The press took great interest in Nowak’s Hotel, where Czolgosz had rented a room. A man named Sturtz, who lived down the hall, had been arrested. Czolgosz had met him, but it was soon determined that he had nothing to do with shooting the president. Every day the papers reported that new informants had come forward and claimed that they had seen Czolgosz with various people. In one such instance, he had been seen walking through the exposition with two other men the night before the shooting. There were front-page articles about a Buffalo elementary-school teacher, a Mrs. Helen Petrowski, who had been arrested when it was learned that she had distributed
anarchist literature to her students. It was a game. The police, the district attorney, the Pinkertons, the Secret Service, the newspaper reporters: they all wanted to “unravel” the plot behind the assassination attempt.

Some articles said that the Cleveland police were trying to link members of the Czolgosz family, particularly Leon’s brother Waldeck, to the shooting. Across the country anarchists were being jailed or driven out of their homes and communities. There were several attempted lynchings. An effigy of Czolgosz was paraded through the streets of downtown Chicago and burned.

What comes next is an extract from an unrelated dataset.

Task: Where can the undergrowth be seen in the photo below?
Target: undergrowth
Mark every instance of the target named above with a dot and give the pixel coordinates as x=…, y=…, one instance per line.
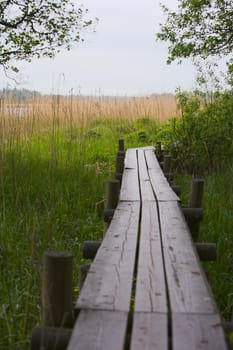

Most disturbing was the way he was portrayed in the newspapers. By some accounts he was “arrogant,” “defiant,” “cocky,” and, the worst, “dainty.” According to the guards, he made outrageous demands concerning food and cigars. One headline read:
CZOLGOSZ EATS MUCH AND SMOKES STOGIES.
The article said that he complained that the ice cream did not come in a variety of flavors, and that he insisted on cantaloupe, which he didn’t even like. But other reports described him as “cooperative,” “polite,” and “courteous.” He was a “cleanly young man.” He asked the guards about these reports, and they all said they had been ordered not to divulge any information to reporters whatsoever. They believed that the reporters just made such stories up.

The newspapers were obsessed with Emma Goldman as much as they were with the shooting of President McKinley. Apparently she had gone into hiding, and despite a nationwide search she could not be found, until Tuesday, when the Chicago police had raided an apartment, where they found a woman taking a bath. According to the papers, she wrapped herself in a kimono and at first claimed that she was a Swedish servant and spoke little English. The police believed her and even showed her a photograph of Emma Goldman. As they were about to leave, they found a pen with the name “Emma Goldman” on it, but still they failed to recognize the woman in the kimono. At that point she told them that she was in fact Emma Goldman, and had planned
on giving herself up anyway because many of her friends and colleagues were already being detained for no legitimate reason.

Some newspaper artists portrayed Goldman as a whip-wielding seductress, while others gave her the horns of Satan. Much was made of the fact that she admitted to being in Buffalo in the middle of August, at the same time that Czolgosz had been there—but there was no evidence that they had met. District Attorney Penney’s attempts to get her extradited to Buffalo had been inexplicably thwarted by the Chicago police. Czolgosz was most distressed by the thought of Emma Goldman alone in a Chicago prison. She was being held in an unusual cell, a large, open space, surrounded by iron bars, almost as though she were a circus animal on display. She was quoted as saying that she was an experienced nurse and would like to care for both the president and “the boy.” Despite the fact that she was only a few years his senior, Czolgosz liked the fact that she thought of him as “the boy.”